For what I have for now, I'm using XQuery to pull out the filename because I figured this is probably the better than straight string manipulation. I cast the string to xml to do this, but I'm not an XQuery expert so of course I'm running into issues. I found a function for XQuery (substring-before), but was unable to get it to work (I'm not even sure that function will work with SQL Server). There might be an XQuery function to do this easily, but if there is I am unaware of it.

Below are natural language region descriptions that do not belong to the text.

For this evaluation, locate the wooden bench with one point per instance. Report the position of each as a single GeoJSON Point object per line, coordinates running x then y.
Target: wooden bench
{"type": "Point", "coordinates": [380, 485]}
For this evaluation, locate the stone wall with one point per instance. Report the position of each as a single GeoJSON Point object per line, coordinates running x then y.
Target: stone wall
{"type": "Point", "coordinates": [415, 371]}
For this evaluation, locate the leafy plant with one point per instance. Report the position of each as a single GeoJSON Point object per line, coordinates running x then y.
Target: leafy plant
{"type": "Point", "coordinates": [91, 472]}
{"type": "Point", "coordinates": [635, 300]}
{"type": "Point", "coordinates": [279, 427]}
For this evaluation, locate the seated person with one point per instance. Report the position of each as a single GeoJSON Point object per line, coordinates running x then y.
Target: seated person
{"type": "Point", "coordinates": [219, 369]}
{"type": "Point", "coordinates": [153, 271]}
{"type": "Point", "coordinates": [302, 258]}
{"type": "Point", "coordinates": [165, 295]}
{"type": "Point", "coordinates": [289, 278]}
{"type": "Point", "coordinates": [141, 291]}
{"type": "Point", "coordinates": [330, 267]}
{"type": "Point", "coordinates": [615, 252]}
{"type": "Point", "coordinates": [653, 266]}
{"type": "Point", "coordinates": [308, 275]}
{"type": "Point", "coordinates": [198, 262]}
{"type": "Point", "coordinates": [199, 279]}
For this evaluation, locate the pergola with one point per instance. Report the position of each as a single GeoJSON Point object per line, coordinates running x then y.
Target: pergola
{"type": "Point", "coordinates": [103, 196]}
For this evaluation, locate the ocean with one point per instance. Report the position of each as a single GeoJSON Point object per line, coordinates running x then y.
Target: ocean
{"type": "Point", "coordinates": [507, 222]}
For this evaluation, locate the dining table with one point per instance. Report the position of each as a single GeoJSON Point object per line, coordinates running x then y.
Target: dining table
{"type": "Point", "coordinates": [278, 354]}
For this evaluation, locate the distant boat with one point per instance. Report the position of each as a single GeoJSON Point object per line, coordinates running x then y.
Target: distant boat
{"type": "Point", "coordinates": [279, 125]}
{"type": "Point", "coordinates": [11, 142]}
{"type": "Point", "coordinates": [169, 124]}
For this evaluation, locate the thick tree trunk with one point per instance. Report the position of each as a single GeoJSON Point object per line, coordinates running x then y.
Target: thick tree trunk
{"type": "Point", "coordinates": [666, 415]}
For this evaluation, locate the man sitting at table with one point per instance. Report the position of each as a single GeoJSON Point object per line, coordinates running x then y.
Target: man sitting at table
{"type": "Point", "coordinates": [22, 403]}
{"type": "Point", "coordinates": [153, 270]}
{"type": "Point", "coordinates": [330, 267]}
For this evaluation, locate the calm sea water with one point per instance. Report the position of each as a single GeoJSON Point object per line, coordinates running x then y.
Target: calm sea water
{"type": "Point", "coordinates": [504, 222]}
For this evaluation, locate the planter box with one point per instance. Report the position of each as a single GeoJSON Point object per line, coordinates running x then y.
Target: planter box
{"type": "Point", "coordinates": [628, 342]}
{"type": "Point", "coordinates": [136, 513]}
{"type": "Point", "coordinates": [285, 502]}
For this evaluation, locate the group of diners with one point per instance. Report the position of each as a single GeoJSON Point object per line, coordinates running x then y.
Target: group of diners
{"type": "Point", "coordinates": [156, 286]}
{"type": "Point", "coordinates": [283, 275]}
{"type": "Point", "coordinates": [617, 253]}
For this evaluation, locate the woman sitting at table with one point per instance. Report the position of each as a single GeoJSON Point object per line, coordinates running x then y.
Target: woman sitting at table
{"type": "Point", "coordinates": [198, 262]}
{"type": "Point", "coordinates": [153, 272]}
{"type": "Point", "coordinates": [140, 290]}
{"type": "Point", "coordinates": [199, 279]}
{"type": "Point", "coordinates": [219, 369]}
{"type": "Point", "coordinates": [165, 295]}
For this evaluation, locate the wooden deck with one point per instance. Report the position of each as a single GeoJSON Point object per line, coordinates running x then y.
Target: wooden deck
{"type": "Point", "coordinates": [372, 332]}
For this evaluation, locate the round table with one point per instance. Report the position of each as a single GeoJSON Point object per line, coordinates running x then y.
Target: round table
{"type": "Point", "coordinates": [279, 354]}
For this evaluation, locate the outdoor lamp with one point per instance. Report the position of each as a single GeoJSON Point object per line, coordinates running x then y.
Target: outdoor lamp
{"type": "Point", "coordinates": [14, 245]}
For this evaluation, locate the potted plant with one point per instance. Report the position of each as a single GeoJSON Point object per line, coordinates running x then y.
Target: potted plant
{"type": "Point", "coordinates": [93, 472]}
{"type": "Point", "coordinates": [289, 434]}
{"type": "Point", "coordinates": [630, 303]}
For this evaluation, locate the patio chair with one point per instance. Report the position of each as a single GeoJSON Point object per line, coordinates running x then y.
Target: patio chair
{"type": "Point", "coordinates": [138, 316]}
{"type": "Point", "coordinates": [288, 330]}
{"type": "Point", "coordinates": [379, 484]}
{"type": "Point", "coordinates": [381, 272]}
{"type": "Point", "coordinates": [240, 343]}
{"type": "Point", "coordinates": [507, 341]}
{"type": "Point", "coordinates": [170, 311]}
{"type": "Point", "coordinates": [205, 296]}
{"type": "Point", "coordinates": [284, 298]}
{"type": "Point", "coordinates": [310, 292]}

So, I get the filename from the table with a query similar to the following:

select CAST(parms as xml).query('data(/xml/@filename)') as p
from Table1

From this I'd assume that I'd be able to CAST this back to a string then do some instring or charindex function to figure out where the underscores are so that I can encapsulate all of that in a substring function to pick out the part I need. Without going too far into this I am pretty sure that I can eventually get it done this way, but I know that there has to be an easier way. This way would make a huge unreadable field in the SQL Statement which even if I moved it to a function would still be confusing to try to figure out what is going on.

I'm sure there is an easier than this since it seems to be simple string manipulation. Perhaps someone can point me in the right direction. Thanks

3
Sorry, I didn't see this comment until just now. We are using SQL Server 2008 now. - Dusty

3 Answers

7
votes

You can use XQuery for this - just change your statement to:

SELECT
   CAST(parms as xml).value('(/xml/@filename)[1]', 'varchar(260)') as p
FROM 
   dbo.Table1

That gives you a VARCHAR(260) long enough to hold any valid file name and path - now you have a string and can work on it with SUBSTRING etc.

Marc

4
votes

The straightforward way to do this is with SUBSTRING and CHARINDEX. Assuming (wise or not) that the first part of the filename doesn't change length, but that you still want to use XQuery to locate the filename, here's a short repro that does what you want:

declare @t table (
  parms varchar(max)
);
insert into @t values ('<xml filename="100100_456_484351864768.zip" event_dt="10/5/2009 11:42:52 AM"><info user="TestUser" /></xml>');

with T(fName) as (
  select cast(cast(parms as xml).query('data(/xml/@filename)') as varchar(100)) as p
  from @t
)
  select
    substring(fName,8,charindex('_',fName,8)-8) as myNum
  from T;

There are sneaky solutions that use other string functions like REPLACE and PARSENAME or REVERSE, but none is likely to be more efficient or readable. One possibility to consider is writing a CLR routine that brings regular expression handling into SQL.

By the way, if your xml is always this simple, there's no particular reason I can see to use XQuery at all. Here are two queries that will extract the number you want. The second is safer if you don't have control over extra white space in your xml string or over the possibility that the first part of the file name will change length:

  select
    substring(parms,23,charindex('_',parms,23)-23) as myNum
  from @t;

  select
    substring(parms,charindex('_',parms)+1,charindex('_',parms,charindex('_',parms)+1)-charindex('_',parms)-1) as myNum
  from @t;
1
votes

Unfortunately, SQL Server is not a conformant XQuery implementation - rather, it's a fairly limited subset of a draft version of XQuery spec. Not only it doesn't have fn:substring-before, it also doesn't have fn:index-of to do it yourself using fn:substring, nor fn:string-to-codepoints. So, as far as I can tell, you're stuck with SQL here.